LONDON — Jeremy Corbyn has been urged by MPs to personally condemn the Venezuelan government under President Maduro, a regime he has previously supported.
The Labour leader has been put under pressure by MPs from his own party to speak out after reports that two Venezuelan opposition leaders were taken from their homes by Maduro’s government.
Angela Smith, a Labour MP and a member of the all-party parliamentary group on Venezuela told the Times newspaper that she hoped her “that my party leadership will as soon as possible condemn what’s happening in the country and call for the release of opposition party political prisoners.”
Smith said: “I think Corbyn needs to condemn the actions of the Venezuelan regime, which are a very serious threat to democracy in that country.”
There have been outbreaks of violence in which at least 105 people have been killed in the South American country after Maduro’s attempts to grab power for himself.
Corbyn has said in the past that Venezuela showed a “better way of doing things” under Hugo Chavez, Maduro’s predecessor. He also praised Maduro’s government in 2015, saying that its achievements on policies such as housing and education were “a cause for celebration.”
Graham Jones, another Labour MP who is chairman of the Venezuela parliamentary group said: “I believe everybody in the Labour Party should condemn the Venezuelan regime because the first duty of any state is to look after its citizens. Venezuela has failed.”
The Liberal Democrat leader Sir Vince Cable said: “I think a lot of British people would be reassured if the leadership of the Labour Party made it clear that they had ended their infatuation with the Venezuelan regime.”
Liz McInnes, a Labour shadow foreign minister, said on Monday: “we urge the government of Venezuela to recognise its responsibilities to protect human rights, free speech and the rule of law.

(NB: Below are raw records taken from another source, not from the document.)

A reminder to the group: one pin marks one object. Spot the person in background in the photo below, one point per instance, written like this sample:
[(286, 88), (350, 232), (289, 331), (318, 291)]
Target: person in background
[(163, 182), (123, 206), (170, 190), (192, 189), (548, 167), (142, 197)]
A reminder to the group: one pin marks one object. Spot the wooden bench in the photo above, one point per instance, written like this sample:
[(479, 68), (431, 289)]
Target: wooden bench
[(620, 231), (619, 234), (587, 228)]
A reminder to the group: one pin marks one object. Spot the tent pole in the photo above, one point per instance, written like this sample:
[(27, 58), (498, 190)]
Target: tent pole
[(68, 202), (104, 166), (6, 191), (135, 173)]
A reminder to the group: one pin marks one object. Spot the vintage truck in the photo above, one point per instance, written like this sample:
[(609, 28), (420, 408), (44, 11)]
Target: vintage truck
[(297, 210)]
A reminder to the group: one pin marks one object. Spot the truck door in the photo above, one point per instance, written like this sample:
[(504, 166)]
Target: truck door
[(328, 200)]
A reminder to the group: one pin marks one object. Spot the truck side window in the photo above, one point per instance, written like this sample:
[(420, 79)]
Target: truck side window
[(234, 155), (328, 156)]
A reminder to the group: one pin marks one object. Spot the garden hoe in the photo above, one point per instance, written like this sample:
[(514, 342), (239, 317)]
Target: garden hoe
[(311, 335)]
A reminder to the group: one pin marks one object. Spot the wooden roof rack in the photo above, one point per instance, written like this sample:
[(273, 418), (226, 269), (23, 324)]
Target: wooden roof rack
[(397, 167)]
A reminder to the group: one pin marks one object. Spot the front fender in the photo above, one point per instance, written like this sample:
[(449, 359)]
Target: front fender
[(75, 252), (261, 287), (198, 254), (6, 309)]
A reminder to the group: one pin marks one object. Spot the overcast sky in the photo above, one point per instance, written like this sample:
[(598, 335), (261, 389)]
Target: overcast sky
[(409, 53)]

The outcome of this election cannot be treated as a mandate for a further escalation of repression, division, and violence.
“President Maduro must also respond personally to the legitimate concerns of the international community about the increasingly authoritarian nature of his rule and the growing hardship facing his people.”
A spokesperson for Corbyn said that McInnes’s comments represented Labour’s position on Venezuela and that he would not be making a further statement.